I haven't gotten my puppy yet, but my final three names are all in this list lol.


----------



## Allie (Nov 30, 2008)

Bailey is an old family name for us - it wasn't chosen lightly - that being said - we like people names for dogs. 
Although Puck was in the running for a name for our new pup!


Sent from Petguide.com Free App


----------



## Vinnie's Mom (Jun 9, 2012)

I have the only Vinnie I know of on this forum.


Sent from Petguide.com Free App


----------



## Jamm (Mar 28, 2010)

Nope, Neither of mine are on this list. Also the ones I have for future pups aren't on here either.


----------



## KatieBlue'sMidnightSky (Feb 22, 2011)

Ugh! Yes ~ our girl is Bella. It was our son's turn to name a dog, and that was what he picked. I tried to throw out more interesting names, but nope! Fine, Bella it is. Really got tired of people saying or asking if we named her after the vampire movie character. NO! lol! My son just liked that name.

Our next puppy WILL be named by me!  Well....we'll probably take a vote like we did this time (I was won out by my son and hubby). But I will make the final say this time!


----------



## KatieBlue'sMidnightSky (Feb 22, 2011)

Allie said:


> Bailey is an old family name for us - it wasn't chosen lightly - that being said - we like people names for dogs.
> Although Puck was in the running for a name for our new pup!
> 
> 
> Sent from Petguide.com Free App


My best friend and her family named their Black Lab puppy Puck ~ so fitting!
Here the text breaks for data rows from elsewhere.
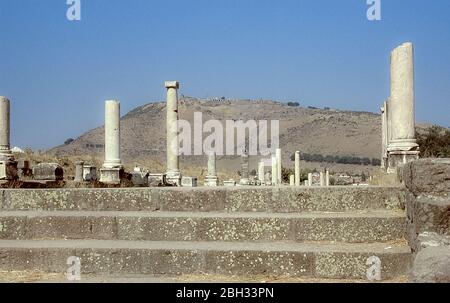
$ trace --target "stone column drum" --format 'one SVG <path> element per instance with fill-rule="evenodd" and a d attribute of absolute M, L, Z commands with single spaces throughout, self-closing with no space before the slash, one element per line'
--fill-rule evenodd
<path fill-rule="evenodd" d="M 327 170 L 325 172 L 325 186 L 329 187 L 330 186 L 330 171 Z"/>
<path fill-rule="evenodd" d="M 17 162 L 11 152 L 10 108 L 6 97 L 0 97 L 0 180 L 17 179 Z"/>
<path fill-rule="evenodd" d="M 216 171 L 216 153 L 208 153 L 208 175 L 205 178 L 205 186 L 219 186 L 219 178 Z"/>
<path fill-rule="evenodd" d="M 178 142 L 178 89 L 177 81 L 167 81 L 167 171 L 166 180 L 169 184 L 181 185 L 179 142 Z"/>
<path fill-rule="evenodd" d="M 325 186 L 325 175 L 320 172 L 320 186 Z"/>
<path fill-rule="evenodd" d="M 119 184 L 123 173 L 120 158 L 120 102 L 105 102 L 105 161 L 100 169 L 100 182 Z"/>
<path fill-rule="evenodd" d="M 414 102 L 414 50 L 413 44 L 408 42 L 391 53 L 391 139 L 388 146 L 391 172 L 419 156 L 415 137 Z"/>
<path fill-rule="evenodd" d="M 295 152 L 295 186 L 300 186 L 300 152 Z"/>

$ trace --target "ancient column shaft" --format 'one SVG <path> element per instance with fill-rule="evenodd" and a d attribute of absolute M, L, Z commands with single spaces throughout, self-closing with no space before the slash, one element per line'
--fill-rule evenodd
<path fill-rule="evenodd" d="M 216 153 L 210 152 L 208 155 L 208 176 L 216 177 Z"/>
<path fill-rule="evenodd" d="M 0 97 L 0 161 L 8 160 L 11 156 L 10 101 Z"/>
<path fill-rule="evenodd" d="M 277 157 L 272 157 L 272 185 L 278 185 L 278 162 Z"/>
<path fill-rule="evenodd" d="M 120 168 L 120 102 L 105 102 L 105 162 L 104 168 Z"/>
<path fill-rule="evenodd" d="M 295 186 L 300 186 L 300 152 L 295 152 Z"/>
<path fill-rule="evenodd" d="M 178 89 L 177 81 L 167 81 L 167 179 L 169 182 L 181 182 L 178 157 Z"/>
<path fill-rule="evenodd" d="M 389 101 L 392 140 L 389 151 L 417 148 L 414 111 L 414 50 L 404 43 L 391 54 L 391 96 Z"/>
<path fill-rule="evenodd" d="M 261 181 L 261 183 L 265 182 L 265 165 L 264 161 L 260 161 L 258 164 L 258 180 Z"/>
<path fill-rule="evenodd" d="M 282 180 L 282 162 L 281 162 L 281 148 L 278 148 L 276 150 L 276 156 L 277 156 L 277 178 L 278 178 L 278 184 L 283 184 L 283 180 Z"/>
<path fill-rule="evenodd" d="M 330 186 L 330 171 L 327 170 L 325 174 L 325 186 Z"/>

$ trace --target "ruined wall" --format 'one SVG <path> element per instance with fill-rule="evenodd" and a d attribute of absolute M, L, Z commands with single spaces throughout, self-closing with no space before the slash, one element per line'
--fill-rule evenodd
<path fill-rule="evenodd" d="M 403 182 L 413 279 L 450 282 L 450 159 L 411 162 L 403 168 Z"/>

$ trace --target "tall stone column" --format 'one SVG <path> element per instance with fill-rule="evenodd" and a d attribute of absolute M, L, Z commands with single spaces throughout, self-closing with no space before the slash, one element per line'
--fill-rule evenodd
<path fill-rule="evenodd" d="M 276 156 L 277 156 L 277 178 L 278 178 L 278 184 L 283 184 L 283 179 L 282 179 L 282 154 L 281 154 L 281 148 L 277 148 L 276 150 Z"/>
<path fill-rule="evenodd" d="M 330 171 L 327 170 L 325 173 L 325 186 L 329 187 L 330 186 Z"/>
<path fill-rule="evenodd" d="M 272 185 L 278 185 L 278 162 L 277 156 L 272 156 Z"/>
<path fill-rule="evenodd" d="M 10 144 L 10 101 L 0 97 L 0 160 L 12 157 Z"/>
<path fill-rule="evenodd" d="M 216 153 L 208 153 L 208 175 L 205 178 L 205 186 L 219 186 L 219 178 L 216 170 Z"/>
<path fill-rule="evenodd" d="M 391 53 L 389 170 L 419 157 L 415 135 L 414 49 L 404 43 Z"/>
<path fill-rule="evenodd" d="M 323 172 L 320 172 L 320 186 L 325 186 L 325 175 Z"/>
<path fill-rule="evenodd" d="M 10 101 L 0 97 L 0 180 L 17 179 L 17 162 L 11 152 Z"/>
<path fill-rule="evenodd" d="M 105 162 L 100 169 L 100 182 L 119 184 L 123 172 L 120 158 L 120 102 L 105 102 Z"/>
<path fill-rule="evenodd" d="M 166 180 L 169 184 L 181 185 L 179 142 L 178 142 L 178 89 L 177 81 L 167 81 L 167 171 Z"/>
<path fill-rule="evenodd" d="M 309 187 L 313 186 L 313 174 L 312 173 L 308 174 L 308 186 Z"/>
<path fill-rule="evenodd" d="M 300 186 L 300 152 L 295 152 L 295 186 Z"/>

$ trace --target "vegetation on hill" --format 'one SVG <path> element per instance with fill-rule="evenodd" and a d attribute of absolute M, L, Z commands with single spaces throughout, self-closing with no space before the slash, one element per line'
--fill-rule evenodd
<path fill-rule="evenodd" d="M 367 157 L 354 157 L 354 156 L 323 156 L 319 154 L 306 154 L 300 155 L 300 158 L 306 162 L 316 163 L 337 163 L 337 164 L 353 164 L 353 165 L 365 165 L 365 166 L 380 166 L 380 159 L 369 159 Z M 295 155 L 291 156 L 291 160 L 295 161 Z"/>
<path fill-rule="evenodd" d="M 432 126 L 417 134 L 422 158 L 450 158 L 450 130 Z"/>

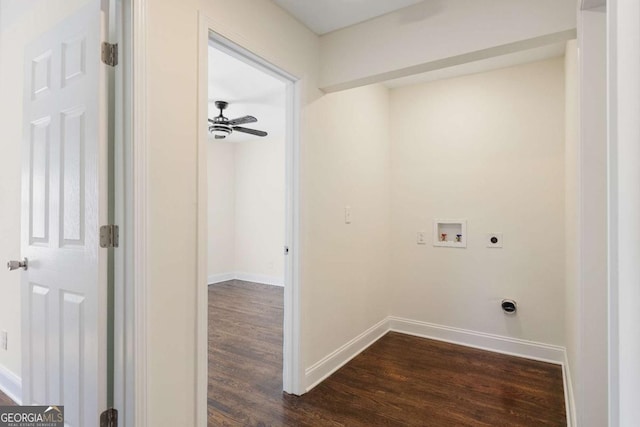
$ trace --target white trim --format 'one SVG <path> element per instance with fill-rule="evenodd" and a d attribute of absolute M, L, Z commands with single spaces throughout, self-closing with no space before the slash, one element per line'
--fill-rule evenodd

Her hubby and both their girls play hockey.....they live in Wi, on the MN border ~ need I say more?


----------



## spruce (Mar 13, 2008)

Vinnie's Mom said:


> I have the only Vinnie I know of on this forum.
> 
> 
> for now!!! that's been a top "next dog name" since before your little Vinnie was born! and my husband actually likes it, too!!
> ...


----------



## Jingers mom (Feb 10, 2012)

Not on the list... We have Noah, Jinger, and Riley


Sent from Petguide.com Free App


----------



## tippykayak (Oct 27, 2008)

We're not on the list this year, but those are some great puppy names!


----------